Our previous graph (Figure 5) hinted that perhaps personal and global economic situation has more effects on climate action views than age. Indeed, this is further supported by Figure 6 which shows respondent’s income level against economic growth vs environmental support variable. Indeed, in all waves people are more supportive of environmental protection with an exception of respondents with low income in wave 6, which, as it was mentioned, was conducted right after the economic recession.

# Regroup income levels
df %>% 
  drop_na() %>% 
  mutate(income_num = as.numeric(income_num)) %>% 
  mutate(income = case_when(
    income_num < 4 ~ "low",
    income_num > 7 ~ "high",
    TRUE ~ "middle"
  ),
  
  
  # Account for changes in wave7 encoding
  income = case_when(
    wave == "wave_7" & income_num == 1 ~ "low", 
    wave == "wave_7" & income_num == 2 ~ "middle",
    wave == "wave_7" & income_num == 3 ~ "high",
    TRUE ~ income
  ),
  
  
  income = factor(income, levels = c("high", "middle", "low"))) %>%
  # Count people in a wave sharing same income level and opinion
  count(wave, env_opinion, income) %>% 
  # For people in a wave sharing the same income, what's their total
  group_by(income, wave) %>% 
  # Find how opinion varies among folks sharing the same income 
  mutate(total = sum(n), pct = n/total) %>%
  ungroup() %>% 
  ggplot(mapping = aes(x = income, y = pct*100)) +
  geom_col(aes(fill = env_opinion), position = "dodge", alpha = 0.8) +
  paletteer::scale_fill_paletteer_d("ggthemes::Tableau_10",
                                    labels=c("protect environment", " Economic growth", "Other")) +
  ggtitle("Protecting environment vs Economic growth") +
  labs(x = "income_levels",
       y = "% of respondents in survey") +
  theme(plot.title = element_text(hjust = 0.5)) +
  facet_wrap(vars(wave), scales = "free_x")

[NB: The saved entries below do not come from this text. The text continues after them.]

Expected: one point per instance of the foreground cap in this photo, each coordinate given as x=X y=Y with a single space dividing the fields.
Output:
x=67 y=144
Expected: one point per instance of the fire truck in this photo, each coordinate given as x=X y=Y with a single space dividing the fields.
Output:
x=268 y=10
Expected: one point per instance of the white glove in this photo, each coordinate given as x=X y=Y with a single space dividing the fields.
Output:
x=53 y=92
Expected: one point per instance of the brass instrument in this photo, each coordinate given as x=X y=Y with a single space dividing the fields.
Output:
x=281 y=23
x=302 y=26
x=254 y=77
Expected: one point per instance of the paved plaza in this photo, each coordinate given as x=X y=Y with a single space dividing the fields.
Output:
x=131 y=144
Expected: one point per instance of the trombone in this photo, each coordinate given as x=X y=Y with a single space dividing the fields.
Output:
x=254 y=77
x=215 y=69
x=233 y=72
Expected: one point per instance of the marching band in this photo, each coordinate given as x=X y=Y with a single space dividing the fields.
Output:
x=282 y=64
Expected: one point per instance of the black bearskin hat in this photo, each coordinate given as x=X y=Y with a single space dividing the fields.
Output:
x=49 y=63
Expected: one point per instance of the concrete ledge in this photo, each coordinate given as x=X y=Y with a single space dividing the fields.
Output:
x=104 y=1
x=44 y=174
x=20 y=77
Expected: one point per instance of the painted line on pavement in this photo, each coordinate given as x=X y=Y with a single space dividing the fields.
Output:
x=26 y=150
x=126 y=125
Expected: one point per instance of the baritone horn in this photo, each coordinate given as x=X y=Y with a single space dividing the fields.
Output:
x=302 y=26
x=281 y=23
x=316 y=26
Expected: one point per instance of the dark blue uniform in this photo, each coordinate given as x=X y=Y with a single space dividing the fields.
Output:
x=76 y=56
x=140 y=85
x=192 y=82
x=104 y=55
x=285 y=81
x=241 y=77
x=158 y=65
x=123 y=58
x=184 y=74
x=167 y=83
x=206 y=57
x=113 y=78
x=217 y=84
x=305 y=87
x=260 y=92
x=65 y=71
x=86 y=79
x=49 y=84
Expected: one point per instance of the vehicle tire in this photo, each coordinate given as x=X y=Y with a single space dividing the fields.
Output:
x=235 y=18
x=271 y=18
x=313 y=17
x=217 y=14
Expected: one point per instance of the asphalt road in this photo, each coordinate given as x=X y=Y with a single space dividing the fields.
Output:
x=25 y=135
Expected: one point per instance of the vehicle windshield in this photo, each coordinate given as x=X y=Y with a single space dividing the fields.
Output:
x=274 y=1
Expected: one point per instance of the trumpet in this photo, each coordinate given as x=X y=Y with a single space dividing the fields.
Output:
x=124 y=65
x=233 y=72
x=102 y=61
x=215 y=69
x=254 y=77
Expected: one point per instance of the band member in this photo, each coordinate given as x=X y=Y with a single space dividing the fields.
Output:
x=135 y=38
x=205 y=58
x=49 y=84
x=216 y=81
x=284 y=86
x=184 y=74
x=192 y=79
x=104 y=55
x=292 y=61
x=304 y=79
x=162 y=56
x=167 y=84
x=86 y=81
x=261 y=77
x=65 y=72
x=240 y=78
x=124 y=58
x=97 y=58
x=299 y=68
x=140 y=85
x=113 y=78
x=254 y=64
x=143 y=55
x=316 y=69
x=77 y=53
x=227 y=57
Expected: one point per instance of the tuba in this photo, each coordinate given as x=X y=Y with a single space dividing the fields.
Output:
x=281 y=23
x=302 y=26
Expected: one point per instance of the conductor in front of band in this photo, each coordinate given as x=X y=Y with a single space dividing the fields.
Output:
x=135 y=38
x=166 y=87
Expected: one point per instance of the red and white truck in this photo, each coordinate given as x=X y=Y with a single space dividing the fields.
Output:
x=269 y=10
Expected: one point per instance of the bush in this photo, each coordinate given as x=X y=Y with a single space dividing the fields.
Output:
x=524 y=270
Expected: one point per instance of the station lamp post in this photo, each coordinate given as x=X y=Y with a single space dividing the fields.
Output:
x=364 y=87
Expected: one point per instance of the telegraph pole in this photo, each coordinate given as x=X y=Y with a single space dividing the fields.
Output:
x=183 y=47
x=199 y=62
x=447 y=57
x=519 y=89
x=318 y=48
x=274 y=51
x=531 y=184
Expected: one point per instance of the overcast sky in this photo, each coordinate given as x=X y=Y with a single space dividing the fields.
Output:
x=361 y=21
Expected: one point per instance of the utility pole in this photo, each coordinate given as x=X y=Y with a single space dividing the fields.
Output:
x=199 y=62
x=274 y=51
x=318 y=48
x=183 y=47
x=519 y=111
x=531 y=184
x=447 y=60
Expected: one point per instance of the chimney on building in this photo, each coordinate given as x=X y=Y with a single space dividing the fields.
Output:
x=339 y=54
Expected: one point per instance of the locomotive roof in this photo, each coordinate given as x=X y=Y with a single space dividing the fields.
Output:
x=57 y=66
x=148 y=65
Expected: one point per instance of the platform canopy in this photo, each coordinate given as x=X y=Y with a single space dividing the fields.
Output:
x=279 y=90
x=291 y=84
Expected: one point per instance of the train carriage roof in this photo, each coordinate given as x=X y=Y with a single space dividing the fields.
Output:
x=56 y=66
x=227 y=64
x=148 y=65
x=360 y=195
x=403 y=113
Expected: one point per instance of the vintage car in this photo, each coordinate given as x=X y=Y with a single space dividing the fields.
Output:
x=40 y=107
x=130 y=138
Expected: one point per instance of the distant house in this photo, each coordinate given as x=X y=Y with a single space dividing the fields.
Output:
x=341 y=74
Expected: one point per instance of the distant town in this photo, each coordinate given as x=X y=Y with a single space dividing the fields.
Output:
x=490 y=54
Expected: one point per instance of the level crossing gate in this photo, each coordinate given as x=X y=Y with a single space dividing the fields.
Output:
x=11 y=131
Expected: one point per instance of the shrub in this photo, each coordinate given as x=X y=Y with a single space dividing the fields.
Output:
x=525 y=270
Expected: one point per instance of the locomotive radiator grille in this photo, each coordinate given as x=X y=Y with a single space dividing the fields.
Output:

Education and climate change attitudes

Finally, we looked into education. In the Peoples’ Climate Vote it is reported that education is the most significant factor behind views towards climate change – more educated individuals tend to recognise climate change as a global problem regardless of their country of origin. The results of the report align with the insights provided by Figure 7. It is clear that individuals with higher education (e.g. with Bachelor’s degree) are more supportive towards environmental protection.

df %>% 
  mutate(education_num = as.numeric(education_num)) %>% 
  mutate(education = case_when(
    education_num < 3 ~ "lower",
    education_num > 4 ~ "higher",
    TRUE ~ "middle"
  ),
  
  # Account for changes in wave7 encoding
  education = case_when(
    wave == "wave_7" & education_num == 2 ~ "middle", 
    wave == "wave_7" & education_num == 3 ~ "higher",
    TRUE ~ education
  ),
  
  
  education = factor(education, levels = c("higher", "middle", "lower"))) %>%
  # Count people in a wave sharing same education level and opinion
  count(wave, env_opinion, education) %>%
  drop_na() %>% 
  # For people in a wave sharing the same education, what's their total
  group_by(education, wave) %>% 
  # Find how opinion varies among folks sharing the same education level
  mutate(total = sum(n), pct = n/total) %>%
  ungroup() %>% 
  ggplot(mapping = aes(x = education, y = pct*100)) +
  geom_col(aes(fill = env_opinion), position = "dodge", alpha = 0.8) +
  paletteer::scale_fill_paletteer_d("ggthemes::Tableau_10",
                                    labels=c("protect environment", " Economic growth", "Other")) +
  ggtitle("Protecting environment vs Economic growth") +
  labs(x = "education_levels",
       y = "% of respondents in survey") +
  theme(plot.title = element_text(hjust = 0.5)) +
  facet_wrap(vars(wave), scales = "free_x")

Final comments

In this section we used interactive and static visualisations to explore the data and form some hypothesis of what might data might be telling us. For instance, we observed China emerging as a leading CO2 emissions producer over the last 20 years, yet it remains mediocre in terms of the number of renewable energy generators present in the country. Indeed, if you look, the total consumption of renewable energy has dropped in China. On the population level we noticed that there is a clear trend of more education people to support environmental protection. On the other hand, age and income provide less evident affects.